Matt Barnes, Red Sox bullpen finally crumbling under weight of overuse and it's time for Dave Dombrowski to do something

BOSTON -- The Red Sox are torching Matt Barnes and the rest of their bullpen and if Dave Dombrowski doesn't act soon, he's going to find himself a heck of a lot more than one reliever short.

That's certainly the feel emanating from a ragged Red Sox relief corps that blew yet another save -- its league-leading 16th -- in a demoralizing 8-7 loss to the White Sox on Wednesday. Barnes took the loss after ending a marathon 10-pitch at-bat by leaving a fastball in Jose Abreu's wheelhouse, and the White Sox slugger didn't miss, blasting it over everything in left for the game-winning two-run homer.

Attention will undoubtedly focus on Barnes blowing his sixth save of the season and the Red Sox losing their eighth game with a lead after seven innings, but at some point, the workload should enter the equation.

Right-hander Brandon Workman leads the American League in appearances with 40, and Barnes and teammate Ryan Brasier are both right behind him in the top 10 at 36 apiece. That kind of wear and tear is taking a toll, particularly on Barnes, who has seen his ERA skyrocket from 1.99 on June 1 to 4.19 today. The 14 appearances he has made this month probably aren't helping.

"No, I feel good," Barnes said, though not necessarily convincingly.

Barnes lost the game when he failed to elevate the 10th and final pitch of his battle with Abreu, leaving a 97 mph fastball at the belt, where Abreu pulverized it. He was asked how much this one stings, particularly in light of the three-run rally that had given the Red Sox a 7-6 lead in the eighth.

"A lot. A lot," he said. "I didn't do my job. Offense did a phenomenal job of coming back and scoring three in the eighth, and then to give it up like that is tough."

Such losses are starting to feel inevitable, as the bullpen sags under the dual strain of (a) needing to pick up an average of six innings every time the fifth spot in the rotation rolls around, and (b) lacking a closer to handle the ninth inning and provide some definition to the final frames. The return of knuckleballer Steven Wright adds an experienced arm, but the Red Sox need more than say, Heath Hembree coming off the IL to save them.

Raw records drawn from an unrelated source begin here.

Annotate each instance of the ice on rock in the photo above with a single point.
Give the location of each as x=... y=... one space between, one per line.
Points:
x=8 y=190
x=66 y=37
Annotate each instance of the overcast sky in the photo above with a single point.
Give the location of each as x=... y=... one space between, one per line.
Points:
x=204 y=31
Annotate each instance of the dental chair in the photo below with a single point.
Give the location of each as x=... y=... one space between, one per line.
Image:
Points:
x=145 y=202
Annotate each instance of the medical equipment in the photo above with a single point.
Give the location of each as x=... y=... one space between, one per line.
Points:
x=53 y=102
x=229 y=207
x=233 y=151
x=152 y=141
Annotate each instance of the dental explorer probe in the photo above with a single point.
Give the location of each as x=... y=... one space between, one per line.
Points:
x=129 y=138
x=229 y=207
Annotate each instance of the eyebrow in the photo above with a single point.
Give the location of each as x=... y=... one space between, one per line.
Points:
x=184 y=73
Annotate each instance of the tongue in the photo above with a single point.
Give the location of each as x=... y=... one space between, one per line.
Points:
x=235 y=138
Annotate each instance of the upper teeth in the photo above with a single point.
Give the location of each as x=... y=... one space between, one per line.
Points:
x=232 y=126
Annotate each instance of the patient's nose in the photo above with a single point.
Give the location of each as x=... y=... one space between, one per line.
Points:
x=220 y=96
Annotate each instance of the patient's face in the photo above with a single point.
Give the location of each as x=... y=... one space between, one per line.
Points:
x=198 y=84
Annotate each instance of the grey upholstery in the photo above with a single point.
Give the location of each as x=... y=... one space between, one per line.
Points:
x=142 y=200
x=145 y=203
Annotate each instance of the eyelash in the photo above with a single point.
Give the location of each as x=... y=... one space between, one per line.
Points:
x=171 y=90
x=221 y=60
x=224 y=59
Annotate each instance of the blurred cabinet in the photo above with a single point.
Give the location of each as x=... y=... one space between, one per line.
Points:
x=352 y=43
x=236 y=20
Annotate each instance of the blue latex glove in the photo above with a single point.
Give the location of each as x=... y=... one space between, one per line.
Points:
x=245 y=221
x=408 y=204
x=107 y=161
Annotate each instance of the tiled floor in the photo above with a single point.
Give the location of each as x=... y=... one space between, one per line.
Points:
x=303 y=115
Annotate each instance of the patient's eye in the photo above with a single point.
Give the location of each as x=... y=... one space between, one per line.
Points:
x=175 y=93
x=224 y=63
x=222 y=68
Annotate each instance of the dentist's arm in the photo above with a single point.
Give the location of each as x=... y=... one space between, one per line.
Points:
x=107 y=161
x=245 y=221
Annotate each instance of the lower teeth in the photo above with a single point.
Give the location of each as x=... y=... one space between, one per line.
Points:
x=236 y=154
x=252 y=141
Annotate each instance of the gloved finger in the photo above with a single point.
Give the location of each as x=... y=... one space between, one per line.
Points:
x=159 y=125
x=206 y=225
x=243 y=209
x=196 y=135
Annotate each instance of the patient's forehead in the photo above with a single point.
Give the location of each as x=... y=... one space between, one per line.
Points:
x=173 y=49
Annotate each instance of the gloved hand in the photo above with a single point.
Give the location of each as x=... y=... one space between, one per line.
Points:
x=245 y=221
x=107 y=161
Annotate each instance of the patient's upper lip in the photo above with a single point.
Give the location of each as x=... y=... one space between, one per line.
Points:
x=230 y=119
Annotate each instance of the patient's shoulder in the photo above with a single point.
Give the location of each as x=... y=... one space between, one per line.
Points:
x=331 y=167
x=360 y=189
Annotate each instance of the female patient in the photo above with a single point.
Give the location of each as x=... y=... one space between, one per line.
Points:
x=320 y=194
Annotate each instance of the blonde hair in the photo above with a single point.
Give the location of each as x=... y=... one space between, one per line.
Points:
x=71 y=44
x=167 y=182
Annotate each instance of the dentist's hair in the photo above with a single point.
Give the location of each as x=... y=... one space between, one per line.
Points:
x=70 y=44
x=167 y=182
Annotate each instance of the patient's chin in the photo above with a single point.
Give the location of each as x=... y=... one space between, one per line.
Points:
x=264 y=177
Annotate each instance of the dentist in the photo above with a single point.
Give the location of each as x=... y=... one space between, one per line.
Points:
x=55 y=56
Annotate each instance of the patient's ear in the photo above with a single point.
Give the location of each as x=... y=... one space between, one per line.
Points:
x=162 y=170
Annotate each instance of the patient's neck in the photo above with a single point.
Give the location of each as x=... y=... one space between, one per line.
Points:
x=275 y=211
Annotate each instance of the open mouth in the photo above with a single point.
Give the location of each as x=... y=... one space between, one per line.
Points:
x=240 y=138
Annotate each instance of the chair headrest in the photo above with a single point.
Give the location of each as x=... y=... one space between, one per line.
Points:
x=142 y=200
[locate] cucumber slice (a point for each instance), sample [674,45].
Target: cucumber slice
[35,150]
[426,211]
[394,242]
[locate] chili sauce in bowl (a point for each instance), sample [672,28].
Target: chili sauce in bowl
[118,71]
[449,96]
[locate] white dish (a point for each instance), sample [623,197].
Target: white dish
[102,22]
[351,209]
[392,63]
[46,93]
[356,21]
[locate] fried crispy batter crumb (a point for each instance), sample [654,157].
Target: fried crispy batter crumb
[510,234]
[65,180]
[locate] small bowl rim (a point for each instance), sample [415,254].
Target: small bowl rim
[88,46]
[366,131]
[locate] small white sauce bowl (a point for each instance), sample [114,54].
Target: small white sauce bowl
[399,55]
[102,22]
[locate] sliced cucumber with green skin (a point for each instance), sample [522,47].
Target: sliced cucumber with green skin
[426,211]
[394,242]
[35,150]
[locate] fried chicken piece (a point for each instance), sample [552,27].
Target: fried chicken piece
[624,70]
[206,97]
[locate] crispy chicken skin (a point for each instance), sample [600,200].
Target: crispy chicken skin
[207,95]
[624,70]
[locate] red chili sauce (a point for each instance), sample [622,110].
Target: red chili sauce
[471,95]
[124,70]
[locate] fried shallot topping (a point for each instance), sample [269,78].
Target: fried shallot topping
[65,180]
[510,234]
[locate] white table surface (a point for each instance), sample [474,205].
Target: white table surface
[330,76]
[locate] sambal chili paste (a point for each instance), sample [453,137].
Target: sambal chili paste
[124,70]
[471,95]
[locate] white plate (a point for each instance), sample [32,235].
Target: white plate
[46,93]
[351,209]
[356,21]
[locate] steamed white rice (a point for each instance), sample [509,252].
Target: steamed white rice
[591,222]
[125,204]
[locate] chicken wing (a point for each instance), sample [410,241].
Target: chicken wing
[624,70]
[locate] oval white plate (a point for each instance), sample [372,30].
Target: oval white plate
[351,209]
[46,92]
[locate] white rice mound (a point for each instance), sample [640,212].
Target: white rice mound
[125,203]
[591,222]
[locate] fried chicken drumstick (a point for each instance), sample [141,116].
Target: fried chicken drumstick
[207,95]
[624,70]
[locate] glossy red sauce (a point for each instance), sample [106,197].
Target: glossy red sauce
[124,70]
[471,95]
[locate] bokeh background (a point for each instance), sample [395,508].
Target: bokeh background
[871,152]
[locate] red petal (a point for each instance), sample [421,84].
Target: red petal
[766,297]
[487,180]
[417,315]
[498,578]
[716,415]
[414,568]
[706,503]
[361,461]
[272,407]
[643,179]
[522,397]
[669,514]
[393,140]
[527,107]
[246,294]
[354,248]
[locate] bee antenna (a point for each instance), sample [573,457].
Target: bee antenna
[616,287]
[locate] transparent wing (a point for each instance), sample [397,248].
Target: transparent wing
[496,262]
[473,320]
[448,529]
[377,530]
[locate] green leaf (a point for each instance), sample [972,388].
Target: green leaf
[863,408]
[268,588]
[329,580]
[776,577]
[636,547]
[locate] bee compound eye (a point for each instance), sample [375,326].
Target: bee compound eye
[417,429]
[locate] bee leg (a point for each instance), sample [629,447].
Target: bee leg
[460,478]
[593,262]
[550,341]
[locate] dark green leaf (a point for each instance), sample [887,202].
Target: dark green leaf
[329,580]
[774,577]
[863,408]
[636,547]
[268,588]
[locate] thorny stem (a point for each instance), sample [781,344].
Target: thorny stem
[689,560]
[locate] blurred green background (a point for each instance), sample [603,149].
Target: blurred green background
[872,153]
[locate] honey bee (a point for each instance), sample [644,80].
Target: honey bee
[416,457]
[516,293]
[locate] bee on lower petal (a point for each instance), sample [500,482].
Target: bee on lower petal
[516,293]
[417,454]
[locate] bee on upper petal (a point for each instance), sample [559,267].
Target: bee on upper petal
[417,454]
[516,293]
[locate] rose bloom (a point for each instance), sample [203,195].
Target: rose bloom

"I know the usage is there," allowed manager Alex Cora, "but everyone has been used a lot. We've just got to get the job done."

Finding rest has been a balancing act. Workman (7-1, 1.70 ERA, three saves) was not available on Wednesday because of his workload, but he probably would've been pressed into duty if the Red Sox had extended the game.

"We try to take care of everyone," pitching coach Dana LeVangie said. "We're in a situation trying to win baseball games, trying to protect guys. We went into the first game of the series against these guys with Barnsey down. We have a plan for the most part going in. At times, we have to erase that based on what happens with the starter or whatever.

"At times, you can win or lose a game at the risk of losing a guy for two or three weeks, a month, because of it. I think we're trying to do this better, as much as we can."

Without reinforcements, it's hard to imagine the situation improving.

"Fatigued? Sure. All of the above," LeVangie said. "That's where a lot of those guys are. That's where we're at. That's part of being a reliever. Unfortunately, that's part of being their job. We've got a couple of days rest here leading into the London series, we've got one leading into the Toronto series. Hopefully, we can catch our breath."